Six weeks of stock market losses, poor jobs data, high prices in food and energy have the Obama administration casting about for policy methods by which they can get the economy going again.

As I predicted, on June 2nd in Obama’s Nuclear Option on Economy, they’ve become so desperate that they are even considering tax cuts on evil corporations.

Since previous methods to gin up the economy are off the table, such as more stimulus spending and another round of monetary easing by the Federal Reserve Bank, the administration has nowhere else to go but cutting taxes.

After axing his top economic advisor last week, word from the White House is that Obama is considering a method of stimulus that would have been an anathema two years ago, but has been long favored by conservatives: cutting corporate payroll taxes.

The advantage in cutting employer-side corporate payroll taxes is that it stops penalizing employers for adding workers, while freeing up money that already resides in the payroll line item on a company’s P&L.

In fact conservatives made a strong case for a payroll tax holiday for both employers and employees in 2009 in lieu of stimulus spending controlled by the government.

“I’d have a payroll tax holiday for a year or two that would put taxes in the hands of everybody who has a job, whether they pay income taxes or not,” Senate Minority Leader Mitch McConnell told Fox News in January of 2009 . “And, of course, businesses pay the payroll tax too, so it would be both a business tax cut and individual tax cut immediately.”

But Obama’s political allies on the left quickly shot down the notion:

“A payroll tax holiday does not score well on this front — too little of the benefit goes to lower-income households struggling to make ends meet,” wrote the left-wing Center on Budget and Policy Priorities, playing the rich versus poor game, “and too much goes to higher-income taxpayers, who are likely to save a significant fraction of any new resources they receive.”

Instead, Congress voted for an $800 billion targeted stimulus plan that went into the kind of government programs that put our economy in the hotseat to begin with.

$122 billion went to things like first-time home buyer credits, student financial aid, Earned Income Tax Credit, and transportation subsidies. The Inspector General recently released a report that detailed widespread fraud in many of these programs, as I also detailed in Dems: Greed is Good as a Tax Credit on May 31st.

All told the stimulus payments equaled about $800 billion.

A payroll tax holiday would have come in at $60 billion per month to total $720 billion for the calendar year 2009 according to the Center on Budget and Policy Priorities. The left however was afraid that a payroll tax holiday would have permanently crippled payroll taxes. Once discarded, it may have been difficult for taxpayers to see funds come out of their paychecks again and for corporations to get used to the idea of being penalized for creating jobs.

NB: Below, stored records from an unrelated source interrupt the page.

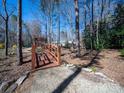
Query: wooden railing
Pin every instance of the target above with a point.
(47, 49)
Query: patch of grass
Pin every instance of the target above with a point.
(122, 52)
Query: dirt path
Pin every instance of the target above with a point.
(63, 80)
(107, 61)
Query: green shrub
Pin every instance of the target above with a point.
(2, 46)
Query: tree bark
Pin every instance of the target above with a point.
(19, 34)
(6, 36)
(77, 25)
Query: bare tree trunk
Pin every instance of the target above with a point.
(6, 36)
(46, 33)
(19, 34)
(58, 29)
(77, 25)
(97, 32)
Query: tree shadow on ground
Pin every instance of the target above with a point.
(94, 60)
(66, 82)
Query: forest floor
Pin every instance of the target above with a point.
(107, 61)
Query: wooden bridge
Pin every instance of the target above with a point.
(45, 55)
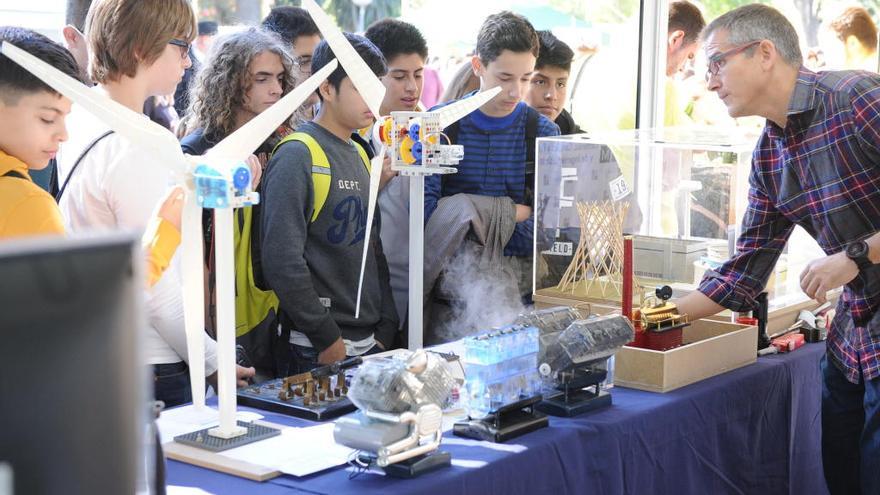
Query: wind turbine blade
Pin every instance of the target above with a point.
(134, 126)
(192, 273)
(452, 112)
(375, 175)
(368, 85)
(236, 147)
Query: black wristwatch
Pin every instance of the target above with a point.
(858, 252)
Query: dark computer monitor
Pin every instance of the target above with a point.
(72, 402)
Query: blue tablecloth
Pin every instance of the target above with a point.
(755, 430)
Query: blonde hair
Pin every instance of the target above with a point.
(123, 33)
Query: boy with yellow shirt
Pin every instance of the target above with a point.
(31, 130)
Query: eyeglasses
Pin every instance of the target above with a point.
(304, 62)
(182, 44)
(717, 61)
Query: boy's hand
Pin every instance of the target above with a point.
(171, 209)
(256, 170)
(243, 375)
(387, 172)
(523, 213)
(336, 352)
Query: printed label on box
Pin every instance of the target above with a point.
(619, 188)
(561, 249)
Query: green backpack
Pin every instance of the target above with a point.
(252, 303)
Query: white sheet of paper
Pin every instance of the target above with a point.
(297, 451)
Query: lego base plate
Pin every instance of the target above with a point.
(265, 396)
(579, 402)
(415, 466)
(204, 440)
(508, 422)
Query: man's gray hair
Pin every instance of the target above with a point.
(758, 22)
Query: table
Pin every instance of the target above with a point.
(753, 430)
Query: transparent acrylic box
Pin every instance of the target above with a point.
(680, 193)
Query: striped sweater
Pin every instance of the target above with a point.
(493, 165)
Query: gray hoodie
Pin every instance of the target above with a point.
(314, 267)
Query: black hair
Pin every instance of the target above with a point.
(290, 23)
(553, 52)
(686, 17)
(364, 47)
(506, 31)
(394, 38)
(15, 79)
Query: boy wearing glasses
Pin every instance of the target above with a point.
(296, 28)
(815, 165)
(137, 49)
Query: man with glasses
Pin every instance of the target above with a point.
(296, 27)
(817, 165)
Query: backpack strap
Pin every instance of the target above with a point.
(532, 117)
(14, 173)
(321, 174)
(75, 165)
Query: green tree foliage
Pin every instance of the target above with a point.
(346, 12)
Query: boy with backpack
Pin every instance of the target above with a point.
(316, 191)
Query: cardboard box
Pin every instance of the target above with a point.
(710, 348)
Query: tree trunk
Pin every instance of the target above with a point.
(75, 13)
(248, 11)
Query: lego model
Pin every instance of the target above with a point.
(659, 324)
(503, 384)
(318, 395)
(217, 180)
(415, 142)
(398, 425)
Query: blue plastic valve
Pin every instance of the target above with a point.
(241, 178)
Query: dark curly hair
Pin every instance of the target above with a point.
(223, 81)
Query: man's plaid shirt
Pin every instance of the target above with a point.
(822, 172)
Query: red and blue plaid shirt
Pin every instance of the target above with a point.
(822, 172)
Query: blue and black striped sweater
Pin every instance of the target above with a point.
(493, 165)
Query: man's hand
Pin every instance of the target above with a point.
(523, 213)
(387, 172)
(336, 352)
(826, 274)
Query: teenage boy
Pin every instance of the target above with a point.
(405, 52)
(257, 61)
(32, 127)
(312, 236)
(31, 131)
(137, 49)
(495, 137)
(548, 89)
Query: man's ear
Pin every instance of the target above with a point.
(72, 36)
(676, 40)
(326, 91)
(477, 66)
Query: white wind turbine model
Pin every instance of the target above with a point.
(415, 139)
(217, 180)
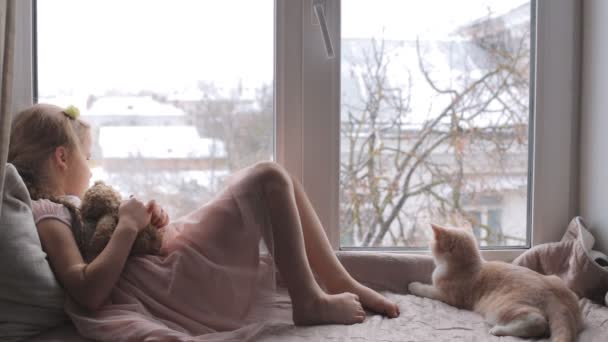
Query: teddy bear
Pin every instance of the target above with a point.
(99, 213)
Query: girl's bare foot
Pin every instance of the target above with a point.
(376, 302)
(343, 308)
(370, 299)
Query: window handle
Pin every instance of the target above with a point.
(318, 7)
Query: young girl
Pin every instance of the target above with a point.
(208, 275)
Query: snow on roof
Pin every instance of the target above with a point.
(132, 105)
(160, 142)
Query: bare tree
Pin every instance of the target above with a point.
(391, 159)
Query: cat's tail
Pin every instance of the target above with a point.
(564, 321)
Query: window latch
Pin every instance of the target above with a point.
(318, 7)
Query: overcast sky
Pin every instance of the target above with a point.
(92, 46)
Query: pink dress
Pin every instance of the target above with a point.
(209, 284)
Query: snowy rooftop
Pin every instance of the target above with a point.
(161, 142)
(132, 105)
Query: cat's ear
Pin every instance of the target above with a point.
(437, 230)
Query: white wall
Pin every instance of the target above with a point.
(593, 195)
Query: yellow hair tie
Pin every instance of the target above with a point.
(72, 112)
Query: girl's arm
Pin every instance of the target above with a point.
(88, 284)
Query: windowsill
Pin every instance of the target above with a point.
(506, 255)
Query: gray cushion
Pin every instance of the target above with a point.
(31, 299)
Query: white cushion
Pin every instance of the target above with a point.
(31, 299)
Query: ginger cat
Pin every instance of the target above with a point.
(515, 300)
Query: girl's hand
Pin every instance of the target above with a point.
(134, 213)
(159, 215)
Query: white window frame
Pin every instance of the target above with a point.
(312, 80)
(307, 109)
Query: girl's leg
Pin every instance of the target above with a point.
(311, 305)
(325, 263)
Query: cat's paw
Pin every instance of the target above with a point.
(415, 288)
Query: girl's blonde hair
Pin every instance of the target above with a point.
(35, 134)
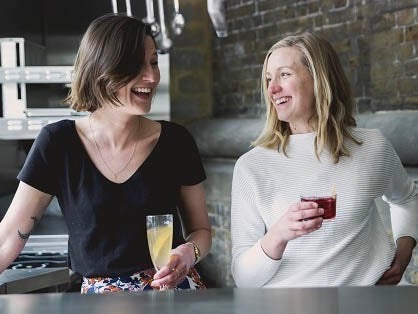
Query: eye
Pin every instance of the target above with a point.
(154, 64)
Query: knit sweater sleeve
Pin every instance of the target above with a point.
(251, 267)
(402, 196)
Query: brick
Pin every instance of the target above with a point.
(383, 22)
(411, 33)
(340, 3)
(411, 68)
(268, 5)
(412, 101)
(405, 51)
(406, 17)
(407, 86)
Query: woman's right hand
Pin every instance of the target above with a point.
(300, 219)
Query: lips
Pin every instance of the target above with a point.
(282, 100)
(142, 92)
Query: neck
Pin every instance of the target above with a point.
(300, 128)
(115, 130)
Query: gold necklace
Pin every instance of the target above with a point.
(115, 174)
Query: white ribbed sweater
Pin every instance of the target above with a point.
(353, 249)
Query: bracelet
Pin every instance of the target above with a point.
(196, 251)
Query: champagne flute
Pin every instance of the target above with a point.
(160, 239)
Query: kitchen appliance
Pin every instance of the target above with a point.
(42, 266)
(30, 94)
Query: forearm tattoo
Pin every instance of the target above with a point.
(25, 236)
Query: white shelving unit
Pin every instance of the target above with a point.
(21, 122)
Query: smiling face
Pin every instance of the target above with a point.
(290, 88)
(137, 94)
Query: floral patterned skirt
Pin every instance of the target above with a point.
(136, 282)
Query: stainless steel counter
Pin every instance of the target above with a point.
(27, 280)
(370, 300)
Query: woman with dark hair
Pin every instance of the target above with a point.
(112, 168)
(310, 145)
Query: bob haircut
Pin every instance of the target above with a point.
(333, 114)
(111, 54)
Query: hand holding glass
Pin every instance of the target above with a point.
(328, 203)
(160, 238)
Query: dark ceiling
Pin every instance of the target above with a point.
(36, 19)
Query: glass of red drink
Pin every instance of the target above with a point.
(328, 203)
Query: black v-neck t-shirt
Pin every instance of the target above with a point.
(106, 220)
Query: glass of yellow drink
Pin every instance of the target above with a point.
(160, 238)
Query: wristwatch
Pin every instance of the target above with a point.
(196, 252)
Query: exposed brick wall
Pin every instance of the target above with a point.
(191, 64)
(376, 40)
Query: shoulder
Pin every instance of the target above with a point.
(58, 128)
(254, 158)
(176, 131)
(371, 137)
(374, 143)
(173, 126)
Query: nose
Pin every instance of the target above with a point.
(273, 87)
(149, 74)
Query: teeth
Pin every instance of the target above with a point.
(282, 100)
(141, 90)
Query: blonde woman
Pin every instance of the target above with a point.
(113, 167)
(310, 145)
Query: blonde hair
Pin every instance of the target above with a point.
(111, 54)
(333, 109)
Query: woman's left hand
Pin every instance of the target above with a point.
(393, 275)
(172, 274)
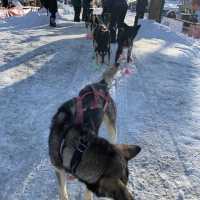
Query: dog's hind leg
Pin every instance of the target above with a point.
(61, 176)
(110, 120)
(111, 128)
(129, 54)
(88, 195)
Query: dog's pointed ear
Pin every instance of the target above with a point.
(129, 151)
(122, 192)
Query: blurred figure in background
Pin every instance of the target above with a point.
(117, 10)
(86, 9)
(52, 7)
(77, 9)
(140, 10)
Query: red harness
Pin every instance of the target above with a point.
(79, 105)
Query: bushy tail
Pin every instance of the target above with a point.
(109, 74)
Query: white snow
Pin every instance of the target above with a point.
(158, 106)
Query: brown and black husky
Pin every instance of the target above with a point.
(75, 148)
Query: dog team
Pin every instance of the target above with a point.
(75, 146)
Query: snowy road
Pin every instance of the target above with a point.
(158, 107)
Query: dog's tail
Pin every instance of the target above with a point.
(109, 74)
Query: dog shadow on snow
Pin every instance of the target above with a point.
(27, 106)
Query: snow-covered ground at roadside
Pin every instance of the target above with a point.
(158, 106)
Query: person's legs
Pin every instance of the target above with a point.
(113, 25)
(122, 14)
(77, 11)
(53, 8)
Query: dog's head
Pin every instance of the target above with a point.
(113, 182)
(127, 33)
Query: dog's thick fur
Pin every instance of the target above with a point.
(126, 35)
(103, 167)
(101, 43)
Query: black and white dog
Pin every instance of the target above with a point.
(126, 35)
(101, 42)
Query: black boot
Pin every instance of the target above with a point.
(52, 21)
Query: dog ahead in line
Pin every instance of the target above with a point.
(101, 43)
(75, 148)
(126, 35)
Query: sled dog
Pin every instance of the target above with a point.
(126, 35)
(76, 148)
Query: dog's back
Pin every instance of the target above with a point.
(126, 35)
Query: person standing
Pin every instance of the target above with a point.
(52, 7)
(77, 9)
(86, 10)
(140, 10)
(117, 10)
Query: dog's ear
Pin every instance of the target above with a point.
(129, 151)
(114, 188)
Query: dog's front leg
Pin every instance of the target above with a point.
(62, 184)
(88, 195)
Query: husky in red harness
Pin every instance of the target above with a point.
(75, 148)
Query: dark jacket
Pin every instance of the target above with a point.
(86, 3)
(109, 5)
(50, 5)
(76, 3)
(141, 5)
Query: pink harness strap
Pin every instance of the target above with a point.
(79, 105)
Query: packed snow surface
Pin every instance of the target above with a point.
(158, 106)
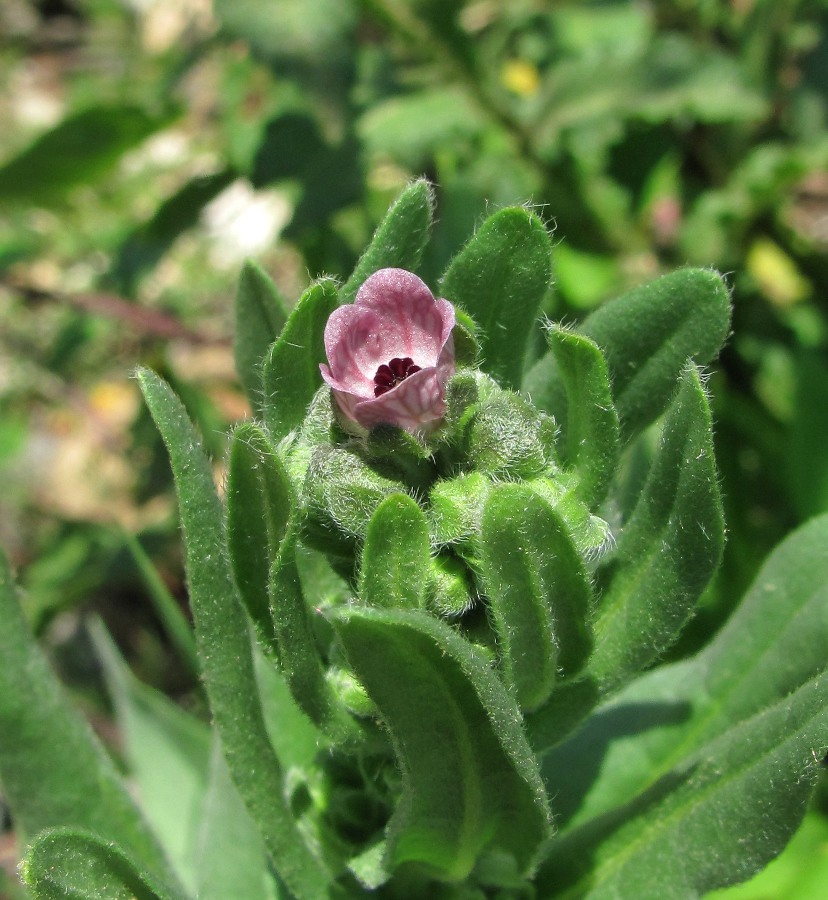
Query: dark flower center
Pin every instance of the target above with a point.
(391, 375)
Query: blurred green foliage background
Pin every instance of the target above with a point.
(150, 146)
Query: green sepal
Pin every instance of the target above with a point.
(471, 787)
(398, 454)
(225, 649)
(299, 657)
(339, 497)
(260, 501)
(647, 336)
(54, 771)
(399, 240)
(320, 427)
(590, 428)
(462, 393)
(455, 507)
(70, 864)
(396, 555)
(501, 277)
(669, 548)
(467, 347)
(291, 373)
(261, 313)
(538, 592)
(505, 436)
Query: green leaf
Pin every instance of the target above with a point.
(591, 427)
(79, 150)
(291, 371)
(67, 864)
(167, 752)
(294, 737)
(53, 771)
(260, 500)
(470, 784)
(224, 648)
(396, 557)
(261, 313)
(538, 591)
(668, 550)
(807, 468)
(175, 622)
(719, 751)
(146, 245)
(299, 658)
(500, 277)
(714, 819)
(647, 336)
(399, 240)
(231, 858)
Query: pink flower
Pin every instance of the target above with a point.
(391, 352)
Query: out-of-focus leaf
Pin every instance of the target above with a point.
(501, 277)
(77, 151)
(291, 371)
(68, 864)
(292, 147)
(669, 77)
(470, 783)
(412, 127)
(399, 240)
(807, 459)
(290, 29)
(145, 247)
(224, 648)
(261, 313)
(668, 550)
(54, 772)
(721, 749)
(167, 751)
(175, 623)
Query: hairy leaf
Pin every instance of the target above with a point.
(224, 647)
(396, 555)
(591, 429)
(538, 591)
(500, 277)
(399, 240)
(668, 550)
(259, 503)
(291, 371)
(470, 783)
(67, 864)
(647, 336)
(720, 750)
(261, 313)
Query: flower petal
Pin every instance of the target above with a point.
(410, 319)
(412, 404)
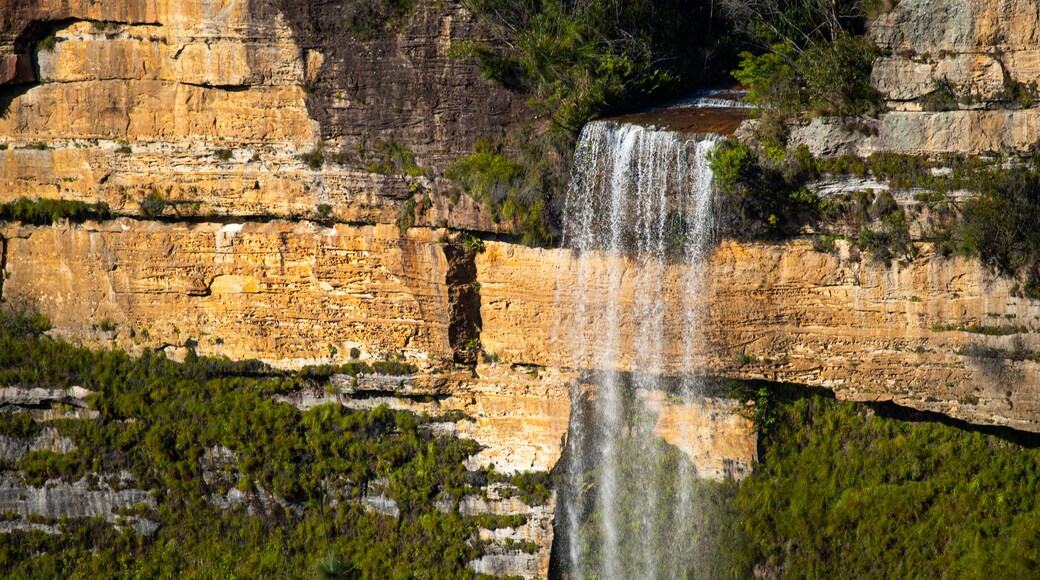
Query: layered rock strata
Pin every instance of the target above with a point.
(937, 334)
(254, 108)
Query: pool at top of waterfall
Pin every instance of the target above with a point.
(718, 111)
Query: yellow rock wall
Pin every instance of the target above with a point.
(280, 291)
(787, 313)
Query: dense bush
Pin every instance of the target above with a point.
(828, 78)
(515, 187)
(158, 419)
(761, 196)
(999, 226)
(367, 18)
(579, 59)
(843, 492)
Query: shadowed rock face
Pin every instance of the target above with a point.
(403, 84)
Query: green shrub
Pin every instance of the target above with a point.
(153, 205)
(158, 419)
(313, 158)
(761, 198)
(827, 78)
(999, 226)
(580, 59)
(46, 212)
(846, 492)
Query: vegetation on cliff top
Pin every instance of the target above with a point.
(841, 491)
(161, 421)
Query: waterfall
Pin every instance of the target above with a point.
(640, 218)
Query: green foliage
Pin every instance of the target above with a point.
(313, 158)
(837, 78)
(158, 419)
(406, 217)
(513, 189)
(18, 424)
(999, 226)
(471, 242)
(368, 18)
(487, 175)
(579, 59)
(761, 196)
(843, 492)
(153, 205)
(46, 212)
(391, 157)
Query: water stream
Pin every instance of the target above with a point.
(640, 208)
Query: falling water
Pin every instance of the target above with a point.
(640, 217)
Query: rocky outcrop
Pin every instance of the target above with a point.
(980, 47)
(253, 108)
(958, 77)
(938, 334)
(288, 292)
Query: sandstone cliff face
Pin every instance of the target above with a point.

I would advocate that once we get rid of payroll taxes temporarily, we should make the effort at tax reform and make the cuts permanent. After all, if we expect companies to add jobs through a tax cut, a temporary cut would only ensure that corporations pay higher payroll taxes once the cuts are rescinded.

With the stock market posting its longest losing streak since 2002 and the job market growing anemically, the Obama administration must be firstly concerned about the prospects of re-election, rather than ideology.

The S&P 500 is threatening to retest the March lows after rallying since September. Some economists think that the run up in the stock market was largely an inflationary phenomenon, in the same manner of price increases in commodities like oil and gold. Others think that the economy has just entered a “soft patch,” and economic growth will resume in the second half of the year, spurring a rally in stock prices.

The GOP should take the opportunity to press Obama to dismantle the economic agenda that he crafted in the first two years.

Frankly, I don’t think even a large comprehensive tax cut, like suspending the payroll tax, will be enough to save an Obama presidency.

Instead, I think a cut will provide a “read my lips” moment, as in “Read my lips: No new tax cuts,” that will alienate Obama supporters and show the rest of America how flawed his administration’s policies have been.

But a tax cut would help his successor create a new American economic boom and go a long way toward fixing some of the structural problems with the U.S. economy.

It will put tax policy front and center of public policy debate.

And when taxes are discussed, conservatives generally win.